What do you see nurses, what do you see?
Are you thinking when you are looking at me--
A crabby old woman, not very wise,
Uncertain of habit, with far-away eyes.
Who dribbles her food and makes no reply
When you say in a loud voice—“I do wish you’d try.”
Who seems not to notice the things that you do,
And forever is losing a stocking or shoe.
Who unresisting or not, lets you do as you will,
With bathing and feeding the long day to fill.
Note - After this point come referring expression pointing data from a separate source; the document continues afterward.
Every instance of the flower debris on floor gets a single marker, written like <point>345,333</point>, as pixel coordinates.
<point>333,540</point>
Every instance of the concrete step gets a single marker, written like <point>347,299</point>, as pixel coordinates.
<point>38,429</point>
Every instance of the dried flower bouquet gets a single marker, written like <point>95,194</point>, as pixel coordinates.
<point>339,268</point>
Is that what you are thinking—is that what you see?
Then open your eyes, nurse, you’re not looking at me.
I’ll tell you who I am as I sit here so still;
As I do at you bidding, as I eat at your will,
I’m a small child of ten with a father and mother,
Brothers and sister, who love one another.
A young girl of sixteen with wings on her feet,
Dreaming that soon now a lover she’ll meet;
A bride soon at twenty—my heart gives a leap.
Remembering the vows that I promised to keep;
At twenty-five now I have young of my own,
Who need me to build a secure, happy home;
A woman of thirty, my young now grow fast,
Bound to each other with ties that should last;
At forty, my young sons have grown and are gone,
But my man’s beside me to see I don’t mourn.
At fifty, once more babies play round my knee.
Again we know children, my loved one and me.
Dark days are upon me, my husband is dead,
I look at the future, I shudder with dread,
For my young are all rearing young of their own,
And I think of the years and the love that I’ve known.
I’m an old woman now and nature is cruel—
Tis her jest to make old age look like a fool.
The body it crumbles, grace and vigor depart,
There is now a stone where I once had a heart,
But inside this old carcass a young girl still dwells,
And now and again my battered heart swells,
I remember the joys, I remember the pain,
And I’m loving and living life over again.
I think of the years all too few—gone too fast,
And accept the stark fact the nothing can last.
So open your eyes, nurses, open and see
Not a crabby old woman, look closer, see me!